Completely unrelated to what this post is about but I just have to ask: have you guys heard of aquafaba? It’s the water that beans and legumes like chickpeas have been soaked and/or cooked in (what we end up throwing out), that, did you know, has the miraculous ability to whip up into frothy peaks just like egg whites?! Vegan wonderland, right? I have seen recipes where it’s replaced eggs in meringues, macarons, mayo and even a very aerated chocolate mousse! Wild. I’m a skeptic though. This new discovery throws up a lot of questions in my head about its nutrient content—what about the phytates? I’ll however save this for another time when I’ve actually researched it a bit more (and when it’s pertinent to the post!) I’ve digressed enough. Now, onto the beef!
Erachi ularthiyathu is what this ‘dry fry’ is called in Malayalam and is a very popular dish in Keralan cuisine. Cubes of beef are cooked until tender with ground spices and tossed with coconut slivers (not grated like you’d find in other recipes that call for coconut; these are scooped out of its shell and sliced into thin pieces). But really where the magic lies is in the final step where lots of shallots, curry leaves, garlic and shards of ginger are tempered in aromatic coconut oil before being stirred into the beef. Writing this just made my mouth water!
For my birthday last year, a friend sent me a cookbook with some really great Syrian Christian recipes in it along with her family’s recipe for this dish. So it comes as an uncanny coincidence that after procrastinating on this post for so long, I’ve finally managed to have it up today—on her birthday!
Her beef fry called for a ‘meat masala’—a blend of certain distinct spices that’s made and stored specifically for certain dishes (not unlike the garam masala) but since I don’t have my own version of it, I tweaked and added/changed quantities of the other ingredients accordingly. After a little bit of trial and error, this version is the one that I’ve steadied myself on now.
- 500 grams beef, cut into 1/2 inch cubes
- 1 cup shallots, finely chopped
- 5 cloves of garlic, cut into thin rounds
- 2 inch piece of ginger, julienned
- 1 tsp chilli powder
- 3 1/2 tbsp coriander powder
- 1 tsp garam masala
- 1/2 tsp Freshly ground black pepper
- 1/4 tsp turmeric powder
- 3 green chillies, slit lengthwise
- 1/4 cup coconut, cut into long, thin pieces
- 2 tsp vinegar
- 4 sprigs of curry leaves
- 3 tbsp coconut oil
- Salt, to taste
- Add chilli powder, coriander powder and garam masala to a small dry pan under low heat and move it around with a spatula until aromatic, about 1 minute. Make sure to turn off the heat as soon as you start to smell the spices, not any longer, as they will burn very quickly. Retain the pan.

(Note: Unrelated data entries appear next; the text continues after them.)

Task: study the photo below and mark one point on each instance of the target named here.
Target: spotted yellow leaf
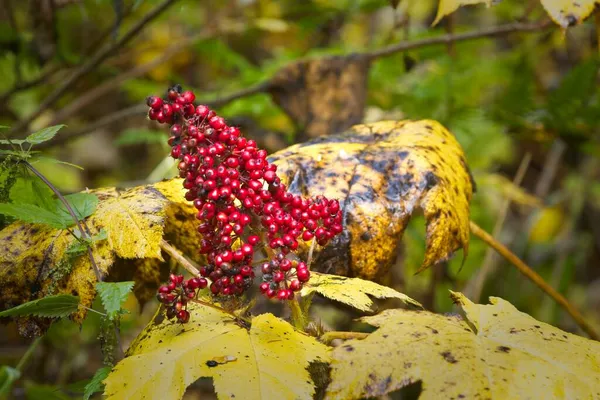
(354, 292)
(34, 258)
(564, 12)
(266, 361)
(382, 173)
(496, 352)
(569, 12)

- Tip the spices into a pressure cooker along with the beef, vinegar, salt, turmeric powder and 1 ½ cups of water. Cook on a medium flame until tender (the amount of time will depend on the size and type of pressure cooker you use. Mine is a medium-sized one, and it took about 20 minutes). Alternatively you can cook it in a heavy-bottomed, covered pot. Just make sure to add enough water and check often so the spices don’t catch and burn at the bottom.

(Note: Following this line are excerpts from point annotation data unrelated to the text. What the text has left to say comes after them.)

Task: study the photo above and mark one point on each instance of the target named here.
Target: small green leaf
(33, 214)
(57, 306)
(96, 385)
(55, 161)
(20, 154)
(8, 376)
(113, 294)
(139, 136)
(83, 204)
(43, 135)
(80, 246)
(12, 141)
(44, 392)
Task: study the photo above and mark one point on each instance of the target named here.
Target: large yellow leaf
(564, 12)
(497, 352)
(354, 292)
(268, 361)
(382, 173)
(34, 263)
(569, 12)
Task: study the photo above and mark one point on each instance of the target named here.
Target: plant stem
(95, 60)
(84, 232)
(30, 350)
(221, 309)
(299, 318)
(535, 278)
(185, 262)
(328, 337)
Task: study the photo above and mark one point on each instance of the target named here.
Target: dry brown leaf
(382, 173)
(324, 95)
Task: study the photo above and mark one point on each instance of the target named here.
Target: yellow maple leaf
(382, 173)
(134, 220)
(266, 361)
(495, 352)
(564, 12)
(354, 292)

- Once the beef is completely tender, place it back on the hob, turn the heat up to high and let most of the water evaporate. You want the pieces to be dry with just the spices clinging to them. Set aside.
- Heat coconut oil in a pan (use the same one you toasted the spices in) and add the shallots. Sauté until well browned, about 2-4 minutes. Add the green chillies, curry leaves, ginger and garlic and toss for another minute. Take it off the heat and add to the beef along with the coconut pieces. Stir well to combine. Serve immediately with rice or Indian breads. Can be made in advance and refrigerated for up to 4 days or frozen for up to a month.
* Any cut of beef that works for slow-cooking (stewing beef) would be suitable to use here.
* Can be made in advance and refrigerated for up to 4 days or frozen for up to a month.
* Adapted from Naomi Varghese and Lathika George.